Assim era, meus queridos estudantes, professores, e auxiliares de Escola, amigos e amigas, aquele tempo negro em que vivíamos amordaçados por um regime ditatorial, negacionista da mais nobre das liberdades, a de poder falar, pensar, e questionar a Vida! Ainda hoje, choro a morte do Barnabé e só espero que a serpente que começa a morder a cauda não chegue a ser regime. Tudo pela defesa da Democracia, no respeito pela dignidade humana e dos seus valores de Liberdade, igualdade e fraternidade.

Mas Abril floresceu naquele velho Liceu Nacional. Recordo-me, perfeitamente, daquela manhã de 25, em que a Professora de Inglês, aliás muito bonita, nos ter dito “está a haver uma revolução, na rádio só se fala de spínolas”- assim entendi - e de alguém, do naipe de funcionários, dizer, “Todos para casa está a haver uma revolução“. Também não sabia quem era “spínolas”, o mesmo se passou quando Salazar morreu, perguntei a minha mãe “e agora quem vai ser o salazar? ” Não haja dúvidas, o nome dos ditadores torna-se um cargo, um posto! Nessa noite o meu irmão mais velho, o Orindo, regressado do Porto a casa, confirma em família o golpe de estado, o caminho para a liberdade e o fim da guerra no ultramar. Eu, de olhos espantados, e cheio de versos no corpo, desde o tempo do jornal de parede dos alunos do Liceu, começava a compor os primeiros poemas numa exortação à liberdade. Tudo, enquanto no Liceu se faziam Reuniões Gerais de Alunos convictos das suas forças na construção do Portugal livre! Destacaram-se nestas as intervenções, entre outros, dos estudantes Álvaro Pinto Lopes, José Cerejo, Margarida Santos, do Bacelos, bem como do professor Orlando Taipa, discutindo-se vários assuntos como a criação de uma Comissão Associativa de Alunos e a demissão do reitor, que deveria ser imediata, nas palavras do referido Álvaro.
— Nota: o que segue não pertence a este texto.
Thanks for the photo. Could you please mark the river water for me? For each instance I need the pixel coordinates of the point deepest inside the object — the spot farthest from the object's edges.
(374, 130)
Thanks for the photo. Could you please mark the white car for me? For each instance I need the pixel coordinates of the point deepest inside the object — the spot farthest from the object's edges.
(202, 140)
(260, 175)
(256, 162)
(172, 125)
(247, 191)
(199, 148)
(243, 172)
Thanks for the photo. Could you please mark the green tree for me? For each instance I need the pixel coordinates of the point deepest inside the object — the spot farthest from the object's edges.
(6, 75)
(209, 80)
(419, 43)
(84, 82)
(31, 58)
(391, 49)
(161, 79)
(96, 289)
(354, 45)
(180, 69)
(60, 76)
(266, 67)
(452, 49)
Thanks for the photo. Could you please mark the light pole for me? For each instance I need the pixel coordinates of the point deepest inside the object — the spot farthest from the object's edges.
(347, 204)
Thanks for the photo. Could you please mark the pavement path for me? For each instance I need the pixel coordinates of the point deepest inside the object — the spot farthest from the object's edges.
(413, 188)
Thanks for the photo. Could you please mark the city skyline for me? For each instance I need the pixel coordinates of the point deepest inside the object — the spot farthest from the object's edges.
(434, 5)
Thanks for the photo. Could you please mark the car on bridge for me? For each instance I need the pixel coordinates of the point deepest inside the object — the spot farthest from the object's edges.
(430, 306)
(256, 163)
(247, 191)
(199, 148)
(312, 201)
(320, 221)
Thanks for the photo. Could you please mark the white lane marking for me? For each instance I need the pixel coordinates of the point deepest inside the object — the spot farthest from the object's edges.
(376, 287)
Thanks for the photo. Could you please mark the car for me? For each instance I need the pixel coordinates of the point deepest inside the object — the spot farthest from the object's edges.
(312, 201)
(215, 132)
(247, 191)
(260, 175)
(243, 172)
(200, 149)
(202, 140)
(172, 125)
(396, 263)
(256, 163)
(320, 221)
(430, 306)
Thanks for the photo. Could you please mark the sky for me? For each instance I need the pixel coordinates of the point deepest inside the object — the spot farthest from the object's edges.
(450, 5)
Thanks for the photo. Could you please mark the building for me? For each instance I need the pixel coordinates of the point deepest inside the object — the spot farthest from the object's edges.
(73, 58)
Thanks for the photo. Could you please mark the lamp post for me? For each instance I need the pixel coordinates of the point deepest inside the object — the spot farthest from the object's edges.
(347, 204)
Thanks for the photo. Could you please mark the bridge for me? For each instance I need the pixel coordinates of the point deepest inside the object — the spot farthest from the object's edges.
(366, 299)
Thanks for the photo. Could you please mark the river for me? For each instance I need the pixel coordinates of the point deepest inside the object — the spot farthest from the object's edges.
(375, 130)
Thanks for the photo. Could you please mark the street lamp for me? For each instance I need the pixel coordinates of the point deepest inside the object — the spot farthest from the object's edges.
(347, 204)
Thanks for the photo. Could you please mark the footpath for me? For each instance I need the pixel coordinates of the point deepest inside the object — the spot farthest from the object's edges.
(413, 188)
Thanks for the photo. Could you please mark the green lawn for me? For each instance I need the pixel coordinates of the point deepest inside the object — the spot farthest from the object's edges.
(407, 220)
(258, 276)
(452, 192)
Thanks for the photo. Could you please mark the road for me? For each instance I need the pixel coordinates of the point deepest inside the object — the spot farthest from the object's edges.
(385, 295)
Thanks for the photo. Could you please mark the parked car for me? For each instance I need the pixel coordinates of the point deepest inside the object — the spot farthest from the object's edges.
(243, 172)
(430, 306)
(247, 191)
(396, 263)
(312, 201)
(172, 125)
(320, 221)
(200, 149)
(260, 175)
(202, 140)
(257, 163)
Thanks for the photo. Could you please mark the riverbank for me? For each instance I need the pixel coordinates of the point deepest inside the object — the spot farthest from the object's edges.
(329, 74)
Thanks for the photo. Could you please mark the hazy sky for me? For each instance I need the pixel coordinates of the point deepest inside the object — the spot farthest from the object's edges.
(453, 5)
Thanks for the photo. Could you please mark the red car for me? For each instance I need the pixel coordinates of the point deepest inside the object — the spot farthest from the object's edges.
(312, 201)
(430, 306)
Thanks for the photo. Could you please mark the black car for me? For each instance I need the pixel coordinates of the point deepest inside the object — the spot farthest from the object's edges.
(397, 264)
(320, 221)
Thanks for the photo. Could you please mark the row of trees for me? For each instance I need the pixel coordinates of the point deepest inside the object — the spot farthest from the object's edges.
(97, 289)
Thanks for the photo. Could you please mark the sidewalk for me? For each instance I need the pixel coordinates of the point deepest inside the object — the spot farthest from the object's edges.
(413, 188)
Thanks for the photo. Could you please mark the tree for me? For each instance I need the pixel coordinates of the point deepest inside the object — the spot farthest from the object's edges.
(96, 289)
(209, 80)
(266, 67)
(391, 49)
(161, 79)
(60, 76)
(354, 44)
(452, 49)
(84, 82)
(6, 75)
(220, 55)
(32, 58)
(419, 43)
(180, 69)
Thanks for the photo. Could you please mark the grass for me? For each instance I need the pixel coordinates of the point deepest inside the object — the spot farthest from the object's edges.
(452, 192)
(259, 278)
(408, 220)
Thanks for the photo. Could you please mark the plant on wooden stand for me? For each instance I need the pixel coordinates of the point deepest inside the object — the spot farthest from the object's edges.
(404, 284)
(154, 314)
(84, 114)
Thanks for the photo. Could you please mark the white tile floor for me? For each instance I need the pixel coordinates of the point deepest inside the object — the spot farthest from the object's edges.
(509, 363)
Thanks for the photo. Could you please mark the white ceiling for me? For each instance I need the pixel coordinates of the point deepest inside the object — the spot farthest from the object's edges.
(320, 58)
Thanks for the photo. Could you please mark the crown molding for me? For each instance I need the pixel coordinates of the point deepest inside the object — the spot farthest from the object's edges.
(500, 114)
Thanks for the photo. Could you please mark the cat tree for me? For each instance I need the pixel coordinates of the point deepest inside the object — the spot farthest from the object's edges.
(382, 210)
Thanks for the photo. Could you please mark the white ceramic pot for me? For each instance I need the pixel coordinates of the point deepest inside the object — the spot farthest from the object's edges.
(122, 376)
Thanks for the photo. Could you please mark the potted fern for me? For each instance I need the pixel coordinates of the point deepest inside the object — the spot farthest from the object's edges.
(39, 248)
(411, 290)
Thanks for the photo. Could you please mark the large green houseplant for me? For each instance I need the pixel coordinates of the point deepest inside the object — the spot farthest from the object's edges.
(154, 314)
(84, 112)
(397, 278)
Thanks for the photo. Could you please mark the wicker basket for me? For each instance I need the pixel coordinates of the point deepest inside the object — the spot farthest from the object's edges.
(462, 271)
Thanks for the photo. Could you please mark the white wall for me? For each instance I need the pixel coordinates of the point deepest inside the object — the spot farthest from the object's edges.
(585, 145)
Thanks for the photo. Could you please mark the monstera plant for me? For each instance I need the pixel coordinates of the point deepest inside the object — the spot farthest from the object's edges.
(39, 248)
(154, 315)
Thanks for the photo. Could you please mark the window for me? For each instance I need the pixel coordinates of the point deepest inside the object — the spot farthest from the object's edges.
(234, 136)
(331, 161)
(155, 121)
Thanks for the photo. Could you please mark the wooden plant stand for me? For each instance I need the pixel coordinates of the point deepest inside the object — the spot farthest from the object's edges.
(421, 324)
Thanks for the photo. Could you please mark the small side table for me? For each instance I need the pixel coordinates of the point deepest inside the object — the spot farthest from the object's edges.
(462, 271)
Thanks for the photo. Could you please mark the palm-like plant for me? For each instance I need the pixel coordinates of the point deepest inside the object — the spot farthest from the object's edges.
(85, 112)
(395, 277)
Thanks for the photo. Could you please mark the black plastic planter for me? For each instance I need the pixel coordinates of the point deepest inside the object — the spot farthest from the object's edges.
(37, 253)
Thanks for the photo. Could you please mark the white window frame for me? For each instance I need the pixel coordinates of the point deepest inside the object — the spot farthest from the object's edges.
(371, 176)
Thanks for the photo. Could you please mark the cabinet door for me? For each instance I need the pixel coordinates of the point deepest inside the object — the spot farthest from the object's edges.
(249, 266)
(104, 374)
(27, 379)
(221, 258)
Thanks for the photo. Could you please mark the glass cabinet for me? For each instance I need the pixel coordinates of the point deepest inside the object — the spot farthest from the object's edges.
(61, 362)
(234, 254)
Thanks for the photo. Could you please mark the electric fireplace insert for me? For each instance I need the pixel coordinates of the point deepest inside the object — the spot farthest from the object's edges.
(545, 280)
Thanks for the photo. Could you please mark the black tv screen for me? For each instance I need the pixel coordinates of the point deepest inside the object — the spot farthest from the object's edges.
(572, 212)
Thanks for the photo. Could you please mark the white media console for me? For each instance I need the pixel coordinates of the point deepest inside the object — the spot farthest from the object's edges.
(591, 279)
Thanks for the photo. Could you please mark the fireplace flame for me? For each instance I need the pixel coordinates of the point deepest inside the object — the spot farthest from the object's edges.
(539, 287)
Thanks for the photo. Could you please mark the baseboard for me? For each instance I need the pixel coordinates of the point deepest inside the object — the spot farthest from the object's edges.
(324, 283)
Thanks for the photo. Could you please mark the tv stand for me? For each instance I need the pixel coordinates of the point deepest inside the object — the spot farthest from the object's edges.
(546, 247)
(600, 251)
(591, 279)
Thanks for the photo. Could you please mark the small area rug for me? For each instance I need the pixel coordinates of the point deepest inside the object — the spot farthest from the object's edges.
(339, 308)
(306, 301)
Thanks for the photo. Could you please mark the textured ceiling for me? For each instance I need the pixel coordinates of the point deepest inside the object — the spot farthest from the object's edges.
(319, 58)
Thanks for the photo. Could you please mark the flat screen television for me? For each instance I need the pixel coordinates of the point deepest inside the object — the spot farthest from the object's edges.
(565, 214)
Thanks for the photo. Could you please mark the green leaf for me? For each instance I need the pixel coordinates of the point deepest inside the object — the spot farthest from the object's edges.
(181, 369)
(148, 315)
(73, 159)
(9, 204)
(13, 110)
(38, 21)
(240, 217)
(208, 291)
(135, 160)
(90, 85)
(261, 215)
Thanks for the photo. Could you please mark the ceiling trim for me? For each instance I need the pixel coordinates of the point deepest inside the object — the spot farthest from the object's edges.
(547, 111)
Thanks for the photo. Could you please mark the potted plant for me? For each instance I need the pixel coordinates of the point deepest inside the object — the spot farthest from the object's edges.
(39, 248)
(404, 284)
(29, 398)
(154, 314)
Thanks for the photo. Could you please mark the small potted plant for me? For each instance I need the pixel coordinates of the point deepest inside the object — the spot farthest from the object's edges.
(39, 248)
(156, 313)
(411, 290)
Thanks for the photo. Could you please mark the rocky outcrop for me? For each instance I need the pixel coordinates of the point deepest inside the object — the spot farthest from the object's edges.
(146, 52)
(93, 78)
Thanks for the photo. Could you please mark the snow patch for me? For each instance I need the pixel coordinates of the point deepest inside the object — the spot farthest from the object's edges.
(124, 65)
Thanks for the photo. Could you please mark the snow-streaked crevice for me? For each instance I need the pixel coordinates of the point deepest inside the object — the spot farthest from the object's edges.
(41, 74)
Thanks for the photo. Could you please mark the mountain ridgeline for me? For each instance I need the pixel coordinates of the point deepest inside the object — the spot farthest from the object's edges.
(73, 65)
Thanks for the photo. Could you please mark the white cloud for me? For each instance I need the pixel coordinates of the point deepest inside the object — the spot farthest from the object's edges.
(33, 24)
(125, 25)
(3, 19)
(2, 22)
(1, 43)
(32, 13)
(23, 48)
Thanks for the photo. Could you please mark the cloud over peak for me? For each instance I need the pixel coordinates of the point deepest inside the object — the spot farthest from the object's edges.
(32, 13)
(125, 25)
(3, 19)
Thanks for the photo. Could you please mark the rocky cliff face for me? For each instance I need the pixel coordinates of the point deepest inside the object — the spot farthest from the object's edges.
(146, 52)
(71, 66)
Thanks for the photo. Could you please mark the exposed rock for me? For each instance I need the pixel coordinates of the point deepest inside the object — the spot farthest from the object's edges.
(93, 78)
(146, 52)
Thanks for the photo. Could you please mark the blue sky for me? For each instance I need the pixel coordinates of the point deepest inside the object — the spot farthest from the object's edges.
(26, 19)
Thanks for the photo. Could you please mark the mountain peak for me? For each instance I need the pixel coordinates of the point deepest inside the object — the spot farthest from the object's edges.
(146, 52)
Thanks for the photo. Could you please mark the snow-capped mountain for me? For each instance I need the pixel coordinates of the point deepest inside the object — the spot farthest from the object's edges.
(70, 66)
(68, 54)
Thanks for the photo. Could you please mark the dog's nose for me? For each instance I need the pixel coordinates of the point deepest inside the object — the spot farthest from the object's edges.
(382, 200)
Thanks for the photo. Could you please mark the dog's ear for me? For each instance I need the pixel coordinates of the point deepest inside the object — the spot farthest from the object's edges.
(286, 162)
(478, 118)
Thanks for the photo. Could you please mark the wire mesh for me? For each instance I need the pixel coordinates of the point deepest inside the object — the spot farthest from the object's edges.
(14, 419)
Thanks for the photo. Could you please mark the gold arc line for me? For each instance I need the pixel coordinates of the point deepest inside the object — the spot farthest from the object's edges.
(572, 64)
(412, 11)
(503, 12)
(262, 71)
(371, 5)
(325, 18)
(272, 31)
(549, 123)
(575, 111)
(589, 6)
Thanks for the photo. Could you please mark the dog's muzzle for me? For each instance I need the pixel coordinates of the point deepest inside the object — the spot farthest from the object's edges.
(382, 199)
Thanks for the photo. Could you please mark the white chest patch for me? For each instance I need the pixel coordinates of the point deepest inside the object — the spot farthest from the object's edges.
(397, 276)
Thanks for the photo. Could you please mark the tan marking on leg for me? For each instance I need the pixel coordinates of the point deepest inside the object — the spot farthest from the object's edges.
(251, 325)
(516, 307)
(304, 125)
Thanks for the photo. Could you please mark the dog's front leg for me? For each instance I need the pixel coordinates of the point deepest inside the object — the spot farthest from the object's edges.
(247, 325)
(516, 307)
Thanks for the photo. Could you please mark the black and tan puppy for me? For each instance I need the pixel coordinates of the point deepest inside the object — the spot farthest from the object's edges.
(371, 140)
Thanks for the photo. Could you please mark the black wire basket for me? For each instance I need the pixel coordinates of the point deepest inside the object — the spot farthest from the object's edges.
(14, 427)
Cantava-se a Grândola, a Gaivota, a Pedra Filosofal, e uma Comissão Administrativa tomava as rédeas da governação, em liberdade, do Liceu Nacional da Póvoa de Varzim. Era seu Presidente o agora Professor Doutor António do Carmo Reis, que ao tempo publicou o livro “Introdução à política” e que no seu introito escreveu “ Sempre que ressoarem pelas charnecas do Alentejo e pelas quebradas de Trás-Os-Montes os acordes magníficos de Grândola Vila Morena, saibam os nossos filhos (e eu, agora, acrescento, e netos) que foram seus pais (e, agora, acrescento, e avós) que lhes restituíram um Portugal Livre e Independente“. E, os versos, continuaram a crescer dentro de mim, e surge o meu primeiro formato impresso, que tive o cuidado de lhe chamar “gestação poética”, com prefácio do Prof. Carmo Reis, referindo este, na nota introdutória, “cada verso em palavra feito, cada poema como dardo que o fogo esculpe” à venda na Livraria Minerva, a mesma onde tinha comprado o Só do António Nobre.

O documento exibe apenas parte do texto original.